FutureMark's answer
Three days after 3DMark03's release, FutureMark published its response to NVIDIA's criticisms (as reported by the enthusiast press). This paper restates the case for synthetic benchmarks generally as a part of overall 3D performance evaluations, and it addresses some of NVIDIA's specific complaints. Let's leave the general arguments about benchmarking aside for now and look at FutureMark's response to the specific tech issues.

  • Not enough multitexturing in game test 1 — FutureMark contends game test 1 is typical of current games in using a single texture for a skybox, and lists several games as examples: Crimson Skies, IL-2 Sturmovik, and Star Trek: Bridge Commander. The paper also shows signs of a past conflict with NVIDIA over this issue:
    As this issue was brought up already during 3DMark03 development, we did a test by adding a second texture layer to the skybox. The performance difference stayed within the error margin (3%), and in our opinion the additional layer did not significantly add to the visual quality of the test. Thus, there were no game development or technical reasons for implementing a multitextured skybox.
    Obviously, FutureMark and NVIDIA had indeed been at odds over this issue.

  • The stencil shadow volumes implementation — FutureMark takes on NVIDIA's whitepaper directly here, arguing that the efficiency of vertex shader skinning justifies its approach. What's more, NVIDIA's example doesn't quite fit FutureMark's implementation, as explained in sparkling Finnish English:
    Since each light is performance-wise expensive, game developers have level designs optimized so that as few lights as possible are used concurrently on one character. Following this practice, 3DMark03 sometimes uses as many as two lights that reach a character concurrently, not five as mentioned in some instances.
    ...instances like, perhaps, NVIDIA's whitepaper? Hmm.

    To back up its claims, FutureMark suggests running 3DMark03 in different resolutions, to see whether game tests 2 and 3 are bottlenecked by vertex shader performance. "If the benchmark was vertex shader limited, you would get the same score on all runs, since the amount of vertex shader work remains the same despite the resolution change."

    That's easy enough. Let's have a look.
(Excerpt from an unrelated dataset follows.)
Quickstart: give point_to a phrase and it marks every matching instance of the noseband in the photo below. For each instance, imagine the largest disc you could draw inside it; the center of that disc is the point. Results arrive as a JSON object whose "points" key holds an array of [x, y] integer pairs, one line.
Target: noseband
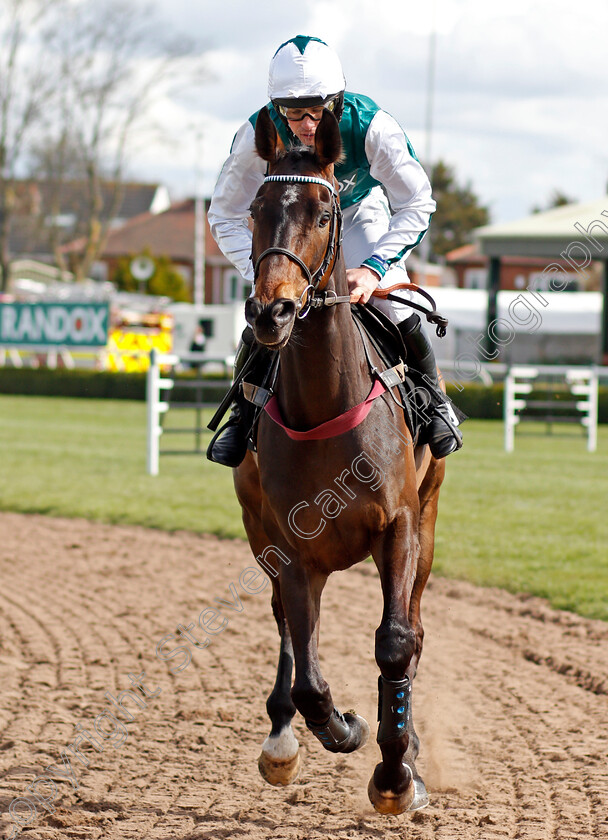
{"points": [[313, 300]]}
    Indeed, the game test results scale with fill rate, suggesting vertex shaders are not a primary performance limiter here, especially in the case of the DirectX 9-class GPUs. This fact may not completely justify FutureMark's stencil shadow volumes implementation, but it certainly shoots down some claims made in NVIDIA's whitepaper.
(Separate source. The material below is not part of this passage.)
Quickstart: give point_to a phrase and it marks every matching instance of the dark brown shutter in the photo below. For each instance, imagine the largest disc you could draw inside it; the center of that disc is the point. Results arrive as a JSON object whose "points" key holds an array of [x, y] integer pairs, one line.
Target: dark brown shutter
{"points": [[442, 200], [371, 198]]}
  • Too much pixel shader 1.4 — Because pixel shader 1.4 is a standard forged by ATI and Microsoft to accomodate ATI's R200-series chips, we looked at 3DMark03's use of pixel shader 1.4 with some skepticism. After all, other GPUs like the Matrox Parhelia and SiS Xabre support PS1.3, but of the non-DX9 chips, only ATI hardware supports PS1.4. Rather than refer to FutureMark's whitepaper, let me offer our question for FutureMark's Tero Sarkkinen and his direct response:
    TR: Why did you use pixel shader 1.4 with a fallback to 1.1 instead of 1.3? Doesn't this choice unfairly disadvantage NVIDIA cards and other non-ATI GPUs?

    Tero Sarkkinen: Firstly, when we design a benchmark, we do not care which manufacturer happens to have what type of hardware out there. We follow DirectX standard and what game developers are doing. Pixel shader 1.4 is NOT an ATI specific technology, it is technology that belongs in the DirectX standard.
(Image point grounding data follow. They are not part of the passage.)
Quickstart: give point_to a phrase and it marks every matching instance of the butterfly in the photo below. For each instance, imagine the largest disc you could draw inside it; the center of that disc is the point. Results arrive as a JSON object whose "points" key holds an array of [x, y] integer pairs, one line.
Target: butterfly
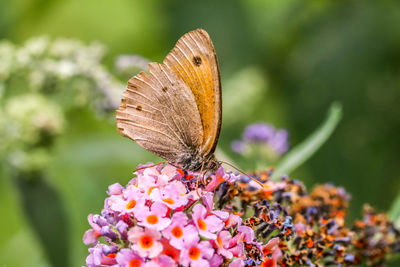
{"points": [[175, 110]]}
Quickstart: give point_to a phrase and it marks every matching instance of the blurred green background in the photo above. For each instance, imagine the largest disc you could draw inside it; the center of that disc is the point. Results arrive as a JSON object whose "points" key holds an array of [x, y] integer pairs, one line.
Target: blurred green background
{"points": [[281, 61]]}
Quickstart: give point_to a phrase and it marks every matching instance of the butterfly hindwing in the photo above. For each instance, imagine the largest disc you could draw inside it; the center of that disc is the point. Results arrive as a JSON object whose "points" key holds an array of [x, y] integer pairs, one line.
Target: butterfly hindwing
{"points": [[194, 61], [158, 112]]}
    Fallback to 1.3 (instead of fallback to 1.1) would not have changed the performance at all. We tried it. There is very very little change from 1.1 to 1.2 to 1.3, the real change comes from 1.3 to 1.4. The 1.4 pixel shader only needs a single rendering path for each light (and the depth pass, which is similar to how Doom3 works). Note that 1.3 pixel shaders only add a few instructions to 1.1 pixel shaders. However, 1.4 pixel shaders allow 6 texture stages, compared to 4 in 1.1 (or in 1.3) pixel shaders. 1.4 shaders further allow each texture to be read twice.

    That's FutureMark's story. We'll explore the issue of pixel shader versions in more depth below.

  • Not enough DirectX 9 — FutureMark contends the game test 4 uses an appropriate mix of pixel shader types. "Because each shader model is a superset of the prior shader models, this will be very efficient on all DirectX 9 hardware." Also, the scene's most striking elements, the water, sky, and leaves, use 2.0 shaders.

    Furthermore, FutureMark claims the test's workload is appropriate for DX9-class hardware, with an average of 780,000 polys and "well over 100MB of graphics content" per frame. The paper states with confidence that "there will be a clear correlation between 3DMark03 and game benchmark results" once 3D games start using pixel and vertex shaders more thoroughly.

FutureMark defends the usefulness of its benchmark and claims the test's impartiality is key. The implication is clear: sometimes it's not easy being a benchmark house that produces unbiased products.